Count values for first day of past n months

  • I have calculate how man ids are in a certain status for the first day of each month for the past 36 months. Its hard to explain so I tried to create some sample data and detailed explanation below of what the expected results are. I was able to get the highest by using the row_number over trick. However, I can't figure out how to run that for the first day of each month. The closest I've gotten is attempting some window functions, but I'm still at a loss. Any help or direction is much appreciated!

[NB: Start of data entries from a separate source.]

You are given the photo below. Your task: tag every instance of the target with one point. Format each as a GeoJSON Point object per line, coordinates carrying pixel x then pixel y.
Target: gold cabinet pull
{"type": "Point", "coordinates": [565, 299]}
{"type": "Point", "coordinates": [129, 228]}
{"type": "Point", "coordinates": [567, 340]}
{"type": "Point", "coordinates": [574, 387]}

    For the first day of each month for the past n month, find the ids chgstat=20 with their latest chgdate before or equal to the first day of that month.

    On 2018-09-01 we have...
    id 1: highest chgstat on/before 2018-09-01 is 20 (went into this chgstat on 2018-08-25 and didn't come out until 2018-09-10). This one counts.
    id 2: went into chgstat=20 on 2018-07-26 but went into chgstat=30 on 2018-08-29. Since id 2 highest chgstat on or before 2018-09-01 wasn't chgstat=20, this does NOT count.
    id 3: highest chgstat on/before 2018-09-01 is 30, so this does not count.
    id 4: highest chgstat on/before 2018-09-01 is 30 (on 2018-08-29). This one does not count.
    id 5: highest chgstat on/before 2018-09-01 is 10. The id did go into chgstat=20, but it was on 2018-09-03. Therefore, this one does not count.

    ON 2018-08-01 we have...
    id 1: All chgstats occur after 2018-08-01. Does not count
    id 2: Highest change status on/before 2018-08-01 is 20. Therefore, this one counts.
    id 3: Did go into chgstat=20 before 2018-08-01. However, the highest on/before 2018-08-01 is 30. Does not count
    id 4: Highest change status on/before 2018-08-01 is 20. Therefore, this one counts.
    id 5: Highest chgstat on/before 2018-08-01 is 10. Does not count.
    For the first day of each month for the past n month, find the ids chgstat=20 with their latest chgdate before or equal to the first day of that month.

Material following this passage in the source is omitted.